Washington Voters Might Ban Local Grocery Excise Taxes, Including Soda Taxes
October 12, 2018
Groceries are already excluded from the sales tax in Washington State, and a pending ballot measure, Prohibit Local Taxes on Groceries Measure (Initiative 1634), won’t impact whether that ever changes. What it would do, though, is prevent localities from adopting new taxes on groceries–or certain grocery subcategories–independently of the state. Although it technically applies more broadly, in practice, it’s best to think of this as statewide voter preemption of new local soda taxes.
In the past, Washington courts have held that local governments can only impose taxes expressly authorized by statute. That’s been a constraint on many local tax initiatives, but not on soda taxes, because Washington localities do have excise tax authority. In January of this year, Seattle became one the few cities nationwide to impose a soda tax, levied at 1.75 cents per ounce (about $1.18 for a two-liter bottle).
The average Washington household purchases 102 liters of sugar-sweetened beverages per year. At 1.75 cents an ounce, that adds up to more than $60 in soda taxes each year. Meanwhile, 47 percent of sugar-sweetened beverages sold are purchased by households making less than $50,000 a year.
A well-structured sales tax would apply to all final consumer transactions, including grocery purchases, and yes, including soda. The key here, of course, is that soda would be taxed just like any other food or beverage purchase (or indeed, like most other consumer purchases of all varieties). Excise taxes target specific transactions, either to discourage those purchases or to generate revenue from an activity linked to a particular cost of government—at least theoretically. In practice, certain “sin” taxes are often pursued chiefly as an easier way to generate new revenue than increasing existing broad-based taxes.

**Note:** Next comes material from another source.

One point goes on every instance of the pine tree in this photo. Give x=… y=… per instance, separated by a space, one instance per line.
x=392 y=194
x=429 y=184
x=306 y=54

Should Washington State ever add food and beverages to its sales tax base–which would be good policy–then local governments implanting local option sales taxes would tax those transactions as well, at the same rate as any other purchase subject to sales tax. If the measure passes, however, localities will not be able to go it alone in imposing excise taxes on soda or other foods and beverages (other than alcohol, where a tax is expressly authorized).
Excise taxes have their place, particularly when they approximate fee-for-use. The gas tax is a classic example: the purchase of motor fuel serves as a rough proxy for a driver’s contribution to congestion and road wear-and-tear, and helps fund the infrastructure that drivers use. Any governmental costs associated with soda are far more indirect and mostly arbitrary: even if we say that excessive soda consumption increases government health care costs (many of which are borne by federal and state, not local, governments anyway), the same also applies to a wide range of foods that don’t fall under a special excise tax.

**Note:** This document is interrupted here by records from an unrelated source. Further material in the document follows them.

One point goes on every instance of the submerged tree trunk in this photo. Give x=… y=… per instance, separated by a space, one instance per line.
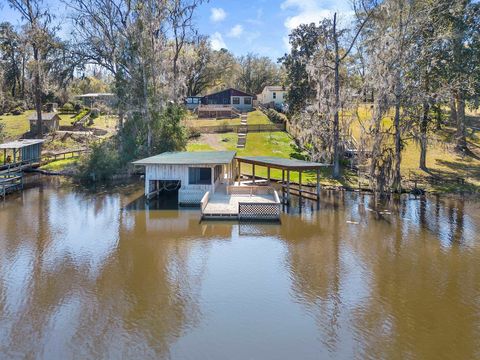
x=453 y=110
x=336 y=120
x=38 y=93
x=423 y=136
x=461 y=139
x=397 y=177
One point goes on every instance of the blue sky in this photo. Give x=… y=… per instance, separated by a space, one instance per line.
x=242 y=26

It’s certainly not a neutral tax system—and the reality is, its nonneutrality isn’t even particularly well-calibrated. Soda taxes certainly reduce sales, partly because consumers purchase their soda outside city limits to avoid the tax. There’s also evidence that they reduce consumption—but that they may also drive people to substitute other high-calorie foods and beverages (including higher beer consumption) that aren’t as heavily taxed.

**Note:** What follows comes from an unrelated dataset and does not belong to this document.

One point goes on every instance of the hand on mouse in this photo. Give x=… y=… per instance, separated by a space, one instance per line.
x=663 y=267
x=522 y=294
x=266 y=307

It’s also nonneutral with regard to income classes. Soda taxes are heavily regressive, since lower-income individuals drink more soda than do higher-income earners. There can be a substantial effect on some businesses as well. Grocery stores experience some effect, but the real losers are convenience stores, delis, and fast food establishments, which generate much of their margin from soft drink sales. If they lose business, or are deprived of these margins, they can face serious financial challenges.
Voters shouldn’t be asked to block the inclusion of groceries (including soda) from the sales tax base at a later date—but fortunately, they’re not being asked to do that in Washington. This isn’t a constitutional measure, and it doesn’t change the current state treatment of groceries under the sales tax. Instead, the ballot measure, if adopted, would statutorily preempt discriminatory local taxes which target only certain purchases, potentially at exceedingly high rates. (Existing taxes would be grandfathered in, so Seattle’s tax would not be jeopardized by the initiated statute.) That’s a proposition many voters are likely to find attractive.